In the days long before Bill Gates and the internet, I had a part-time job working the switch board for the University I was attending. My work space was an isolated cement walled, windowless room, containing the switch board, and a very large machine like contraption, a monstrous and monolithic like computer that took up the length of one wall. It made all manner of noises and I saw no one from the time I started work until I finished my shift.

In the early 70s I knew nothing about computers, nor did I want to know anything about them. although many of us who grew up in the 60s wanted to think of ourselves as open minded. You know, free love, peace, 'down with the man' and all that Hippie jargon. Many of us thought computers were like making a deal with the devil, they were going to be just plain bad for our world, and for human beings generally.

I remember in my late teens living in the city of Halifax there was a young man I considered rather odd. He was in retrospect he was way ahead of the learning curve, being very involved with computers, working for Dalhousie University in computer science. I thought this was a strange a mysterious thing to study, and I just dismissed him as being quirky.

Fast forward over forty years, really not that long ago, it's a whole new world thanks to computers and the internet. It's simultaneously wonderful and terrifying, as this technological development, has not  only changed our world 360 degrees, but has indeed changed human beings and most importantly our children.
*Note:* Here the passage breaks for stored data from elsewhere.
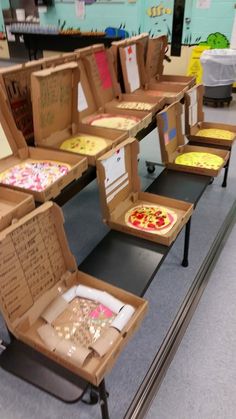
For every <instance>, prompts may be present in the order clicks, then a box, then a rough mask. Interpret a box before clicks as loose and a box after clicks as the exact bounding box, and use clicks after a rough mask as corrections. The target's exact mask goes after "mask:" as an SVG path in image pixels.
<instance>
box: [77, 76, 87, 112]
mask: <svg viewBox="0 0 236 419" xmlns="http://www.w3.org/2000/svg"><path fill="white" fill-rule="evenodd" d="M77 109H78V111H79V112H81V111H84V110H85V109H88V102H87V100H86V97H85V94H84V90H83V87H82V84H81V83H79V84H78V107H77Z"/></svg>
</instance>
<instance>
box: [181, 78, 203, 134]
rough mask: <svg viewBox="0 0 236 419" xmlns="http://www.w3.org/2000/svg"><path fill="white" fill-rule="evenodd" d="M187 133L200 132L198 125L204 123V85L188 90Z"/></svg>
mask: <svg viewBox="0 0 236 419" xmlns="http://www.w3.org/2000/svg"><path fill="white" fill-rule="evenodd" d="M184 98H185V132H186V134H187V135H188V134H191V133H192V132H194V131H197V130H198V124H199V123H201V122H203V121H204V112H203V110H202V105H203V85H202V84H198V85H196V86H194V87H193V88H192V89H190V90H188V91H187V92H186V93H185V95H184Z"/></svg>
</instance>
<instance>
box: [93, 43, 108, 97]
mask: <svg viewBox="0 0 236 419" xmlns="http://www.w3.org/2000/svg"><path fill="white" fill-rule="evenodd" d="M95 60H96V63H97V67H98V72H99V76H100V80H101V82H102V87H103V89H110V88H111V87H112V80H111V75H110V70H109V65H108V62H107V56H106V53H105V51H99V52H96V53H95Z"/></svg>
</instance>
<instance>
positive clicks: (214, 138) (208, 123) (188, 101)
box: [185, 84, 236, 149]
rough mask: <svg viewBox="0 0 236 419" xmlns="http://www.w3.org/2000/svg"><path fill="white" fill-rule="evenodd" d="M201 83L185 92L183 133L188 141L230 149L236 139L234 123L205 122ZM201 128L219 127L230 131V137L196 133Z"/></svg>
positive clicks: (235, 131)
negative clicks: (186, 138) (218, 146)
mask: <svg viewBox="0 0 236 419" xmlns="http://www.w3.org/2000/svg"><path fill="white" fill-rule="evenodd" d="M203 90H204V87H203V85H201V84H199V85H196V86H194V87H193V88H192V89H190V90H189V91H188V92H186V93H185V133H186V136H187V138H188V140H189V143H199V144H209V145H210V144H211V145H215V146H223V147H226V148H228V149H231V147H232V145H233V143H234V141H235V139H236V125H230V124H224V123H218V122H207V121H205V120H204V112H203V109H202V108H203ZM203 129H220V130H226V131H230V132H231V133H232V138H231V139H224V138H217V137H216V136H215V137H213V136H212V137H209V136H201V135H198V132H199V131H200V130H203Z"/></svg>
This film is disturbing, and has an important foreboding message and commentary about our "connected" society. Perhaps those of us that grew up in the 60s weren't so far off the mark after all regarding our concerns about computers.

Here's a link to listen to the interview with the documentary's film maker Shosh Shlam on CBC Q


2 comments:

thesycamoretree said...

If it walks like a duck and quacks like a duck... I think anything can be an addiction if it is used to escape reality and affects one's physical and/or mental health. I don't think the U.S. would call the internet an addiction because the parents are just as attached to it as their kids.

Unknown said...

All great points Bev. And what she said about the internet being a social phenomenon, whatever it is can be an addiction. Those of us that know how addiction work are very aware of how anything can be addictive. It isn't what's going on outside of ourselves, but rather what is going on inside. And the loneliness factor have reached epidemic level. Sign of the times.